By Michael Hernandez
WASHINGTON (AA) - Weather forecasters with the US National Oceanic and Atmospheric Administration (NOAA) predicted Thursday a "near-normal" hurricane season this year.
NOAA is predicting a 40% chance that the hurricane season, which runs from June 1 through Nov. 30, will be "near-normal." The likelihood of an "above-normal" or "below normal" season each stands at 30%.
In all, NOAA is predicting between 12 and 17 named storms this year, including one to four named hurricanes of categories three to five.
“Thanks to the Commerce Department and NOAA’s critical investments this year in scientific and technological advancements in hurricane modeling, NOAA will be able to deliver even more accurate forecasts, helping ensure communities have the information they need to prepare for and respond to the destructive economic and ecological impacts of Atlantic hurricanes,” Commerce Secretary Gina Raimondo said in a statement.

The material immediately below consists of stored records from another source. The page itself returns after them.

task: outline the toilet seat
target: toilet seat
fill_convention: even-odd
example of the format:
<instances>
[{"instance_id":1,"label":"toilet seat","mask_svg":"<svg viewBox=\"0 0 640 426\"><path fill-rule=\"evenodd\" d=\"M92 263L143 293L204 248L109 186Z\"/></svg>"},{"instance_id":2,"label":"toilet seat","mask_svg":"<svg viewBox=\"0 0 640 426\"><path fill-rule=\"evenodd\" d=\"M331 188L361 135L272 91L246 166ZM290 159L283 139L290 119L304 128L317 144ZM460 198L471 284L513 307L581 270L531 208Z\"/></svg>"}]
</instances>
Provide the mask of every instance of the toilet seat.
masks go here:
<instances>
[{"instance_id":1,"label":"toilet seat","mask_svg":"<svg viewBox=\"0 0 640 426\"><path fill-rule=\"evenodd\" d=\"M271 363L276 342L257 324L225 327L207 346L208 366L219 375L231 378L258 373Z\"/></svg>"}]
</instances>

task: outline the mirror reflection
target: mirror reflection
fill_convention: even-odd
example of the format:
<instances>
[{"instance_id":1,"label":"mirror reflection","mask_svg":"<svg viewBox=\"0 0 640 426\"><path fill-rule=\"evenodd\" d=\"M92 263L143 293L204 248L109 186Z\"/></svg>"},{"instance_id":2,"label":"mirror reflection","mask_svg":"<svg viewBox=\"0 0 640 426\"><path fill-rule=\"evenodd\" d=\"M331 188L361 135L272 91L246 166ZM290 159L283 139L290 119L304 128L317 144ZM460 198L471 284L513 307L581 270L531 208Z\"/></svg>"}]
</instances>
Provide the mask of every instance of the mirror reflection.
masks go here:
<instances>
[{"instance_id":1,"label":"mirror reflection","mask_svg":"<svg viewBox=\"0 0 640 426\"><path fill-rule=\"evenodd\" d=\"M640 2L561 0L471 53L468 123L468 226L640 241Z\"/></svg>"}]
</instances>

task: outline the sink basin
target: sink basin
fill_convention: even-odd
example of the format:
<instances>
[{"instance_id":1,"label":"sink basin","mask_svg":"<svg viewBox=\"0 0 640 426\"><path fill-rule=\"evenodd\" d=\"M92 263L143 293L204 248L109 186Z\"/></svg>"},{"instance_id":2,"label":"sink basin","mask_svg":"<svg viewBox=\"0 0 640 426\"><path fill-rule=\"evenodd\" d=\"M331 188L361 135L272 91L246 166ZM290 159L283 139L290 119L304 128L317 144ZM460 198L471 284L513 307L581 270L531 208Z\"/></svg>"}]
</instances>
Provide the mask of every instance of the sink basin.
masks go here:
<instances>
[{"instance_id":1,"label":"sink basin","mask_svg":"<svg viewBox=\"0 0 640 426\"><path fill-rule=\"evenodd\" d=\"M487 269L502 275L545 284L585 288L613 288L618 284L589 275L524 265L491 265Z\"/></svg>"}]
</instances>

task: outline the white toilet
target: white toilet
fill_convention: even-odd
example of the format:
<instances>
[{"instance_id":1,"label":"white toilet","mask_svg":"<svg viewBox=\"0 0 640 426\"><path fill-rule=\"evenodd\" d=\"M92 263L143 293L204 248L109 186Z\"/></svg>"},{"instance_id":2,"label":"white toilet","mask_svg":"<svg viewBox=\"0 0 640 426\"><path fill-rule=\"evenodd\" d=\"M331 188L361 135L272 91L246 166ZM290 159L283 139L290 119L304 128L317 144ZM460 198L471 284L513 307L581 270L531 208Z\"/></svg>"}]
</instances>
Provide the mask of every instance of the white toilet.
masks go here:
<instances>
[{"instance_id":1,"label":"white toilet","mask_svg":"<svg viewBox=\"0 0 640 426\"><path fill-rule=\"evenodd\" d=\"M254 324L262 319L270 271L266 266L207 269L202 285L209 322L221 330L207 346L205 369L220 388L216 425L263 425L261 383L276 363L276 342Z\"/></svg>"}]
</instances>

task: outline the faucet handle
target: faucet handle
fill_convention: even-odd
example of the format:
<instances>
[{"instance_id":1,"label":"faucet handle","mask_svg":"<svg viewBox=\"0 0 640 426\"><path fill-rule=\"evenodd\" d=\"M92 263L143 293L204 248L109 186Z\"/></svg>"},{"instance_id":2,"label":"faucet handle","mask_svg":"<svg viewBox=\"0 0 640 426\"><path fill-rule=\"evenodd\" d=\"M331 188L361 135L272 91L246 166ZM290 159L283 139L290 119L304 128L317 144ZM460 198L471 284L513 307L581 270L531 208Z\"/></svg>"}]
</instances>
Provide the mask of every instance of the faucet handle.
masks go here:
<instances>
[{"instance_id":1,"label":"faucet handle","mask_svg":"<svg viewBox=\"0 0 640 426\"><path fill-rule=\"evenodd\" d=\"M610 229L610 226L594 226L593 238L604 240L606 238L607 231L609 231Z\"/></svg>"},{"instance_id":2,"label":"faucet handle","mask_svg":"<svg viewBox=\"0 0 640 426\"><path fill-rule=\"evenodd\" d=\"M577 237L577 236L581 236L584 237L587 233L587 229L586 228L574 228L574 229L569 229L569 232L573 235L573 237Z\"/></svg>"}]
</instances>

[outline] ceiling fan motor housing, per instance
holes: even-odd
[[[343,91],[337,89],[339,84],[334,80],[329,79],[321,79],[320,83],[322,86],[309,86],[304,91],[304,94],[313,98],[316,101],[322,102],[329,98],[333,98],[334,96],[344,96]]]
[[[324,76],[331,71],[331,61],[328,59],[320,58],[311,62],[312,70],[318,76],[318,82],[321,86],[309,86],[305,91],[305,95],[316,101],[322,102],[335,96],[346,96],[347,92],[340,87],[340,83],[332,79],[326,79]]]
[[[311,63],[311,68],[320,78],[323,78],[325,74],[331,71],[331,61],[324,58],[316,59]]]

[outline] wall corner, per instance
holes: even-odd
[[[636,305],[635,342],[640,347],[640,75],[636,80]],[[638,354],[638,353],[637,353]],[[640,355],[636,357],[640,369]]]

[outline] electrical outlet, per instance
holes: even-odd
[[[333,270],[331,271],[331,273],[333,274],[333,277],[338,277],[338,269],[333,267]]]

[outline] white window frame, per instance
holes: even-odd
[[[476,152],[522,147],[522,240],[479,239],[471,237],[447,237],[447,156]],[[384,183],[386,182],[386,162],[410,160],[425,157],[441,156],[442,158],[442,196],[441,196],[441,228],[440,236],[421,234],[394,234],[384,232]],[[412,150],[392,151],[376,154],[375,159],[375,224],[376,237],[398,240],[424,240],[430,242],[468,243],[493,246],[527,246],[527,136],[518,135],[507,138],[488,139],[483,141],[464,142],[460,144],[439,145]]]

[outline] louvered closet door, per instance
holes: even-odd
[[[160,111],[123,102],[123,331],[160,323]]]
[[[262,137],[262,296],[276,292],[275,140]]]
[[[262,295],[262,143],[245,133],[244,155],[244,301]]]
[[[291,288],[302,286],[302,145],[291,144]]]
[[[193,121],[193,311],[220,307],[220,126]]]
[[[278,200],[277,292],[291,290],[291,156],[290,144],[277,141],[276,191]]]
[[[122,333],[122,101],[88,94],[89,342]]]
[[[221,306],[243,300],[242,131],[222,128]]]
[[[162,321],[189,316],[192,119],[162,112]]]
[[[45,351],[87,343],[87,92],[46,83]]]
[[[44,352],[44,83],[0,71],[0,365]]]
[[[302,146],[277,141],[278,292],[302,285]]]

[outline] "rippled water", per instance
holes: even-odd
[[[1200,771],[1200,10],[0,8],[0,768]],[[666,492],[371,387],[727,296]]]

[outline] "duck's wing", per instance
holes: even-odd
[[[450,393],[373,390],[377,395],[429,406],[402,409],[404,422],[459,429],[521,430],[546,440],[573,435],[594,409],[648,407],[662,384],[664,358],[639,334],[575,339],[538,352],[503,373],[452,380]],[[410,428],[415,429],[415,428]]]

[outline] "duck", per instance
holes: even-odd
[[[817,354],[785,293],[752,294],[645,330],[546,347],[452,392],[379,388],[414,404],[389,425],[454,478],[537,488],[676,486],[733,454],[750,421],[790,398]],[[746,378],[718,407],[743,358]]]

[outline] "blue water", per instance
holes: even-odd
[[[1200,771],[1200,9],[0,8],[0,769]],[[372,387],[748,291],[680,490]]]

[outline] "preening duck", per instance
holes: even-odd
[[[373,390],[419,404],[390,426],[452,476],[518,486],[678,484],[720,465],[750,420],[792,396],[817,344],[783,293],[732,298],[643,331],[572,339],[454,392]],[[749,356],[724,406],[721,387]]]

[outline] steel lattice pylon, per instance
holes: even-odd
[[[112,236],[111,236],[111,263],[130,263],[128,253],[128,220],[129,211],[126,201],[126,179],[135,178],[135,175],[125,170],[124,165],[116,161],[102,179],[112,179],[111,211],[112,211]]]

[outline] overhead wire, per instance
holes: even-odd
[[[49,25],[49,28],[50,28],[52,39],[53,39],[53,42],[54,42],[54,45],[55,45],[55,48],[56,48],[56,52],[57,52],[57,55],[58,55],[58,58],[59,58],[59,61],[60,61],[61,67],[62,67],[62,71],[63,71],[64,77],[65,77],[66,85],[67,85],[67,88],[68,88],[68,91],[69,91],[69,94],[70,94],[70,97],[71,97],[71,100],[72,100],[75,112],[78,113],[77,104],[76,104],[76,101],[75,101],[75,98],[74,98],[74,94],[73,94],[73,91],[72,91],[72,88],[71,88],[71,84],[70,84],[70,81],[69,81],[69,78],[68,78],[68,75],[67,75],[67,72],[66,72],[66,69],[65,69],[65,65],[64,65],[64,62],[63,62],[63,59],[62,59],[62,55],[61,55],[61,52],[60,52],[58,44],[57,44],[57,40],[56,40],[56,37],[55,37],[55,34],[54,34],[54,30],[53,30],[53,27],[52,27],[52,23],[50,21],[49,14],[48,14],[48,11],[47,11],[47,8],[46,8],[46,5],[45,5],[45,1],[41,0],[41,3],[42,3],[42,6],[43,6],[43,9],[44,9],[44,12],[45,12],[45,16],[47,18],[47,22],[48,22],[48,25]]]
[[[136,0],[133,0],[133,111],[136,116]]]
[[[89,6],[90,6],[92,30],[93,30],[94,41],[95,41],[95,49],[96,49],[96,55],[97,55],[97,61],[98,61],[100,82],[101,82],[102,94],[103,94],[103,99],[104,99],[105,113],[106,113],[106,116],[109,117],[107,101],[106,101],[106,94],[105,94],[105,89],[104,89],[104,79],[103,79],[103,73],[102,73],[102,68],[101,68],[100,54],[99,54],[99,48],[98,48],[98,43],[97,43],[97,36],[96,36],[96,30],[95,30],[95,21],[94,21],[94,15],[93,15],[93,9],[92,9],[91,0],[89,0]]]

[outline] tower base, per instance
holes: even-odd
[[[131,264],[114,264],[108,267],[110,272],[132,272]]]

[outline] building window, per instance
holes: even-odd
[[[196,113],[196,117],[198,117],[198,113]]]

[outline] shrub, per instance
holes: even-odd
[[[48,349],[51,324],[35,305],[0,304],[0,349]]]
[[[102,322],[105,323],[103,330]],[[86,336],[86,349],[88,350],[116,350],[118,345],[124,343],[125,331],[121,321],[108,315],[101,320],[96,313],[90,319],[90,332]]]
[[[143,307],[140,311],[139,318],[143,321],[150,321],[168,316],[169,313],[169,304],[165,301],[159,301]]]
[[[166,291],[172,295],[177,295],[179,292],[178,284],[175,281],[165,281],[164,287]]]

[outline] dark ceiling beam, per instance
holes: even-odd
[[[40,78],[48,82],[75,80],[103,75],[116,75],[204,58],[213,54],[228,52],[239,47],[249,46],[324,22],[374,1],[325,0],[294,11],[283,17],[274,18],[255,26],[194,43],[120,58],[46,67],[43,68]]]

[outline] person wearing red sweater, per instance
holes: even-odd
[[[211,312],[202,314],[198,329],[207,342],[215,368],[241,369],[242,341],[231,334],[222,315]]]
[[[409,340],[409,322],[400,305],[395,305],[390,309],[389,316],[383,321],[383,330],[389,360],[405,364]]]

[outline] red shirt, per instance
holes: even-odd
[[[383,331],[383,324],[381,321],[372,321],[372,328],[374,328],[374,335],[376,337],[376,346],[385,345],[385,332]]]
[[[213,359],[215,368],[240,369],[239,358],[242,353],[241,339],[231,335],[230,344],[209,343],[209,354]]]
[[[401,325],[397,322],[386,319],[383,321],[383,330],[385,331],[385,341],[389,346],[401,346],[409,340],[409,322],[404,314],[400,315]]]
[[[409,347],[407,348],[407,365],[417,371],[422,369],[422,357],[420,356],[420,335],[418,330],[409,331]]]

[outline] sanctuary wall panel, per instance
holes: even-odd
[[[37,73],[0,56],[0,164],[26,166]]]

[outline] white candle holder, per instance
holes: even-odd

Two major variables, including the El Nino weather system and above-average Atlantic Ocean water temperatures, are vying for influence in this year's hurricane season. El Nino is predicted to form this summer in the Pacific, bringing warmer ocean temperatures that would suppress hurricane activity in the Atlantic.
But the Atlantic is expected to have warmer than average surface temperatures this year, producing potential fuel for hurricanes.